Characterization of a Gene Cluster Involved in 4-Chlorocatechol Degradation by Pseudomonas reinekei MT1

Abstract

ABSTRACT Pseudomonas reinekei MT1 has previously been reported to degrade 4- and 5-chlorosalicylate by a pathway with 4-chlorocatechol, 3-chloromuconate, 4-chloromuconolactone, and maleylacetate as intermediates, and a gene cluster channeling various salicylates into an intradiol cleavage route has been reported. We now report that during growth on 5-chlorosalicylate, besides a novel (chloro)catechol 1,2-dioxygenase, C12O ccaA , a novel (chloro)muconate cycloisomerase, MCI ccaB , which showed features not yet reported, was induced.

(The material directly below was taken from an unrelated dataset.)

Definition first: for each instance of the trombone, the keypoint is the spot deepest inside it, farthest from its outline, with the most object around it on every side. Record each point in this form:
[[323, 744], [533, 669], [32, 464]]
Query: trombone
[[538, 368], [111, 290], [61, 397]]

This cycloisomerase, which was practically inactive with muconate, evolved for the turnover of 3-substituted muconates and transforms 3-chloromuconate into equal amounts of cis -dienelactone and protoanemonin, suggesting that it is a functional intermediate between chloromuconate cycloisomerases and muconate cycloisomerases. The corresponding genes, ccaA (C12O ccaA ) and ccaB (MCI ccaB ), were located in a 5.1-kb genomic region clustered with genes encoding trans -dienelactone hydrolase ( ccaC ) and maleylacetate reductase ( ccaD ) and a putative regulatory gene, ccaR , homologous to regulators of the IclR-type family. Thus, this region includes genes sufficient to enable MT1 to transform 4-chlorocatechol to 3-oxoadipate. Phylogenetic analysis showed that C12O ccaA and MCI ccaB are only distantly related to previously described catechol 1,2-dioxygenases and muconate cycloisomerases. Kinetic analysis indicated that MCI ccaB and the previously identified C12O salD , rather than C12O ccaA , are crucial for 5-chlorosalicylate degradation. Thus, MT1 uses enzymes encoded by a completely novel gene cluster for degradation of chlorosalicylates, which, together with a gene cluster encoding enzymes for channeling salicylates into the ortho -cleavage pathway, form an effective pathway for 4- and 5-chlorosalicylate mineralization.